# Rory's Thread (Missy's Foal)



## MissysMum (May 18, 2014)

Rory is three weeks old today and is starting to grow up at an alarming rate and so I thought i'd do a thread all about Rory!

So far, in his short life, Rory has seen a vet, being haltered, tied up and rugged, had a good groom and gone for his first walk off the yard! He is a little tank and we have no doubt he'll be bigger than Missy in no time!

Here are some pictures from today!


----------



##  (May 18, 2014)

He is looking grand! So, I don't remember, how tall was daddy?

Don't worry about his growing size, some little ones do lots of early growth, reaching close to their adult height in the first year. Then, the growth pattern tapers off, and little more is gained. My Falabellas always followed this pattern -- they reached their maximum height in the first year, gaining less than an inch after their yearling birthday.

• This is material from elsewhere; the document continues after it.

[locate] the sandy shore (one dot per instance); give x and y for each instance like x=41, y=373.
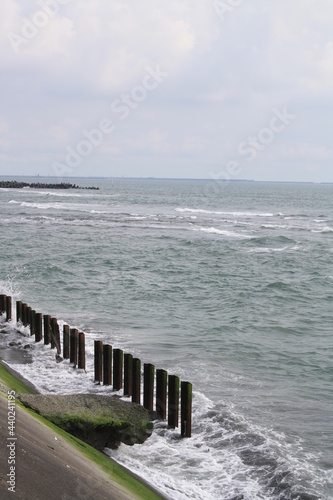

He just looks healthy and strong, and is quite the HANDSOME boy!!


----------



## MissysMum (May 18, 2014)

Castle Rock Miniatures said:


> He is looking grand! So, I don't remember, how tall was daddy?
> 
> Don't worry about his growing size, some little ones do lots of early growth, reaching close to their adult height in the first year. Then, the growth pattern tapers off, and little more is gained. My Falabellas always followed this pattern -- they reached their maximum height in the first year, gaining less than an inch after their yearling birthday.
> 
> He just looks healthy and strong, and is quite the HANDSOME boy!!


His father was 14hh as a 3-year-old he is now rising 5, I believe and I don't know his current size. Rory seems to be filling out quickly and is very strong, probably all the drinking he is doing. He is also very fast, faster than Missy! I'm so excited about him and can't wait to see how he grows


----------



## Ryan Johnson (May 18, 2014)

What a Lovely Boy.


----------



## MissysMum (May 23, 2014)

https://www.youtube.com/watch?v=dAc_rPzkzE0


----------



##  (May 23, 2014)

Oh, he is simply fabulous! And mom will lose her "pregnancy" weight in no time at all if she tries keeping up with him!!!!


----------



## AnnaC (May 24, 2014)

He really is so stunning, and he's making marvellous progress too!


----------



## MissysMum (May 24, 2014)

Thanks both xx


----------